L’uomo è stato rinvenuto nel proprio letto in una pozza di sangue; due le persone fermate: si tratta di Francesco Garofalo, di 26 anni, e Angelo Sferazzo, di 42 anni. Uno dei due si sarebbe introdotto in casa dell’uomo nella notte tra domenica e lunedì, entrando da una finestra, mentre il complice avrebbe fatto da “palo”. Molto probabilmente, l’anziano è stato svegliato dai rumori che ha sentito nella sua abitazione, così si è accorto del bandito, il quale vistosi scoperto ha colpito l’anziano con un ferro da stiro al volto e alla testa.

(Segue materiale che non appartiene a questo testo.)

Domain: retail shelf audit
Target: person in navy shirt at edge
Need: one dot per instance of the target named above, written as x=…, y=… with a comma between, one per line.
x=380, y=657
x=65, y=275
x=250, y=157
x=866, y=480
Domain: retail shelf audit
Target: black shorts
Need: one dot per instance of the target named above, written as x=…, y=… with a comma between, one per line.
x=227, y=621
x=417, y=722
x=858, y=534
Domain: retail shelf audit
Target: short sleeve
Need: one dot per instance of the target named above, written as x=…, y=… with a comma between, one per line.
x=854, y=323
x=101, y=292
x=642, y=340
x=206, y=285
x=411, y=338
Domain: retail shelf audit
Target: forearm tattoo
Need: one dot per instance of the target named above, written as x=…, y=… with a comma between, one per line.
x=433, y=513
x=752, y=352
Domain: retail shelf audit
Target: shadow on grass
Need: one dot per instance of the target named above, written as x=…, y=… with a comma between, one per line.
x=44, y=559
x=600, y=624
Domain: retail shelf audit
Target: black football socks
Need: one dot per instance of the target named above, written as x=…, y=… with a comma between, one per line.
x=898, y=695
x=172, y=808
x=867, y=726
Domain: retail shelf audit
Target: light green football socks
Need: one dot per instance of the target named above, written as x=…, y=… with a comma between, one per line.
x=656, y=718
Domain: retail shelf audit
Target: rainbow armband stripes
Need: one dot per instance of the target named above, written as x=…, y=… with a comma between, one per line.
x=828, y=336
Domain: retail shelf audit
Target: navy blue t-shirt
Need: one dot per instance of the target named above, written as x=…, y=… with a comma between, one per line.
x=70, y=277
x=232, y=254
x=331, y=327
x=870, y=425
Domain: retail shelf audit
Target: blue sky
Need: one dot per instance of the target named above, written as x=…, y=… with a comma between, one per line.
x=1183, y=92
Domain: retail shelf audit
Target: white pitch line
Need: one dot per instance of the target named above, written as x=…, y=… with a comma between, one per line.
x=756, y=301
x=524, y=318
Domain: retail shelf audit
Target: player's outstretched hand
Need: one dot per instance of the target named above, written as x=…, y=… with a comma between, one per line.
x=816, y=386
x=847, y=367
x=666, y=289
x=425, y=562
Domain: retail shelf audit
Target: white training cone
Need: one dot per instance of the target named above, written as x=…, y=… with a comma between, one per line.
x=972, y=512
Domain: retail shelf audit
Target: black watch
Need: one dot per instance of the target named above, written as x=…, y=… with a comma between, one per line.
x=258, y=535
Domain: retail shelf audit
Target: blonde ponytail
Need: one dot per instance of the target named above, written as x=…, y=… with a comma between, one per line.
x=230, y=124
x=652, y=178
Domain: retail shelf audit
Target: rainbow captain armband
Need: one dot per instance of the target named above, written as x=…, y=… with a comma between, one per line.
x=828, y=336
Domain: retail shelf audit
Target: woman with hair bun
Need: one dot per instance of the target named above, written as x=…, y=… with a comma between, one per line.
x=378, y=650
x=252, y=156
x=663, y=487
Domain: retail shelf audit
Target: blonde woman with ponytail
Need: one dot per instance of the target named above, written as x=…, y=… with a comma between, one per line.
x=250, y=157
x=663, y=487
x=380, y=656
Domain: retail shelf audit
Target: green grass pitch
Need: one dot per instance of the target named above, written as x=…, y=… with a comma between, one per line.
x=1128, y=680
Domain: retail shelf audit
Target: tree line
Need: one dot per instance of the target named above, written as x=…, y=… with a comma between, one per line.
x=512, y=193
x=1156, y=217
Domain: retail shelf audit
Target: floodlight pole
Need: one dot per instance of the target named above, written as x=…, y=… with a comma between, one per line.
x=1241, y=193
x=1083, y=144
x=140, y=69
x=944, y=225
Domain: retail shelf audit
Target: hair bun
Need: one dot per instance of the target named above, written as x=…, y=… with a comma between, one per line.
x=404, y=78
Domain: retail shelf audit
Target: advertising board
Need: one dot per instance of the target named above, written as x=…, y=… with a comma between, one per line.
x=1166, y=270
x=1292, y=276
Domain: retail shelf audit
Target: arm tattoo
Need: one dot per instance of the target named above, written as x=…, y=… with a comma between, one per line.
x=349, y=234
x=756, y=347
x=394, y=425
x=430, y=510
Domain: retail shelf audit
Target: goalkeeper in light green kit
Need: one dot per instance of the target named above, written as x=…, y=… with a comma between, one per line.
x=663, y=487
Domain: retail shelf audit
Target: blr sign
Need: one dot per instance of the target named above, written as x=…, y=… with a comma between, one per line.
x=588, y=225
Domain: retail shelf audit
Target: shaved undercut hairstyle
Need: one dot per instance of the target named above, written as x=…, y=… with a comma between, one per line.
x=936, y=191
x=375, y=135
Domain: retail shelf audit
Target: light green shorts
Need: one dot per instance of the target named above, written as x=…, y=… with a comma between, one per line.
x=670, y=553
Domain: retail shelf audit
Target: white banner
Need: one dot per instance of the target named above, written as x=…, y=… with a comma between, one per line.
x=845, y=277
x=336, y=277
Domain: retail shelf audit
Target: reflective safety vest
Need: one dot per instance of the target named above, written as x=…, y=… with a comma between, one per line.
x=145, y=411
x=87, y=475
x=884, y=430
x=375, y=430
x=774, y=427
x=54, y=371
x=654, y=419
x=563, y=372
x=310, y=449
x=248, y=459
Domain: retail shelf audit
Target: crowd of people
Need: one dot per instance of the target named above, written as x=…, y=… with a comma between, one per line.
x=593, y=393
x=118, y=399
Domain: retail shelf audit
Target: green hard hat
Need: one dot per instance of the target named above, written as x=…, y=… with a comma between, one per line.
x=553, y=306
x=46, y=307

Determinanti per risalire ai due autori del furto da cui è scaturito l’omicidio sono state le telecamere di videosorveglianza presenti nella zona. Le indagini sono state condotta dalla polizia di Stato e coordinate dal procuratore Francesco Paolo Giordano. Torna dunque in Sicilia l’incubo delle rapine in villa, dopo i tragici fatti di Palagonia, dove due anziani sono stati uccisi e un giovane ivoriano ospite del Cara di Mineo è finito in manette.